Shmuel Yosef Agnon, also known as Shai Agnon, or for his pen name S.Y. Agnon is a famous Nobel prize winning writer who blended his truth with fictional stories and adapted Israeli history into an enigmatic reality, capturing the hearts of those who stepped into his world during his established writing career.
Born in the Ukraine in 1888, Agnon landed in Jaffa in 1908, spent about 10 years in Germany, and then returned to Israel. His journey and his writing depict many of the stories from those times in a most unique way.
Rabbis Jeffrey Saks may know that best, as he recently completed a five-year project translating Agnon’s works from Hebrew to English. Saks immersed himself into the mind of Agnon and spent a majority of his time translating in Agnon’s house in Talpiot, Jerusalem, which also serves as a popular museum today.
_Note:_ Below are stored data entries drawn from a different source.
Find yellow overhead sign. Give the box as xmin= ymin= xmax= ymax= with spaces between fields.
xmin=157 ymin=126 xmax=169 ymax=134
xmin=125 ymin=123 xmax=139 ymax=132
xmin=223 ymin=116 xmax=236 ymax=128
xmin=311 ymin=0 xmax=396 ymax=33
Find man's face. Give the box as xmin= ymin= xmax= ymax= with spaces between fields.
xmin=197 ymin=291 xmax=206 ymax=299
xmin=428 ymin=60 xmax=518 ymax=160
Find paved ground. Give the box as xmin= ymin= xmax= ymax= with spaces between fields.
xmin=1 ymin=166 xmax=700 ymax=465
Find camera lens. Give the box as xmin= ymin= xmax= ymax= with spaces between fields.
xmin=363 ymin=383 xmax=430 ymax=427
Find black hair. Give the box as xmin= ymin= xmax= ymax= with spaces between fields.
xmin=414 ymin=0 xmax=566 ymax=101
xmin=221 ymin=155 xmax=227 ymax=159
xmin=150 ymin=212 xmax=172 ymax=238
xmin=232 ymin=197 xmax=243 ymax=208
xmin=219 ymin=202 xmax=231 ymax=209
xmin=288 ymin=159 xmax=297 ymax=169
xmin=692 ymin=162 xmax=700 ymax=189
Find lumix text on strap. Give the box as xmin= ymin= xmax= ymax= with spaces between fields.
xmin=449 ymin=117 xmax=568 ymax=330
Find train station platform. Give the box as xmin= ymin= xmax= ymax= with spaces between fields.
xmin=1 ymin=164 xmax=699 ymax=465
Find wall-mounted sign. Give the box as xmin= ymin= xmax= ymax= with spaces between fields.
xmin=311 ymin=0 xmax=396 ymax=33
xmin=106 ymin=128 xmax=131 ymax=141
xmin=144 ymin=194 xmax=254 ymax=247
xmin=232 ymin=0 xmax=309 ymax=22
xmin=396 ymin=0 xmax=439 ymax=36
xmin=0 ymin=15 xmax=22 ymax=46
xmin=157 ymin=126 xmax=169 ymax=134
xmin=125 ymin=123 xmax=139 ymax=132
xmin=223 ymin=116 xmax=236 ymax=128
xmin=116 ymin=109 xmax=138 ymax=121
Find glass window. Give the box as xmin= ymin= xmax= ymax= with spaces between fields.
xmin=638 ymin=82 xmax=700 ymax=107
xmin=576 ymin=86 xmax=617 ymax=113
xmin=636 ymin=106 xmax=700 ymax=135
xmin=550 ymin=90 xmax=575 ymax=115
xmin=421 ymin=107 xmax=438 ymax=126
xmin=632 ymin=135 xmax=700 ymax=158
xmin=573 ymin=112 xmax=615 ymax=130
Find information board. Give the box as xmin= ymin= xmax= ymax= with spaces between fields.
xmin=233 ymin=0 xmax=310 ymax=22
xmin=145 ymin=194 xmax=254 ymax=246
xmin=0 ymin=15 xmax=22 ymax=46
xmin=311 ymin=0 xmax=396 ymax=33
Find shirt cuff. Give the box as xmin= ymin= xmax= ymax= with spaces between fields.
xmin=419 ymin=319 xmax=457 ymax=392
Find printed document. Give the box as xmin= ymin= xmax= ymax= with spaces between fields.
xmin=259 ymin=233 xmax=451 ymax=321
Agnon’s writing is perceived as profound, though many may not fully understand what he is saying, as he is known as creating a highly intellectual language which includes multitudes of religious knowledge, and many secular readers may not follow. His works are said to be a good blend between bringing the modern meaning into an ancient world.
He is the only Hebrew writer to win the Nobel prize in Literature, only four years before he died in 1970. Toby Press is the publishing house who released the English project, and just completed his fifteenth book called The Outcast.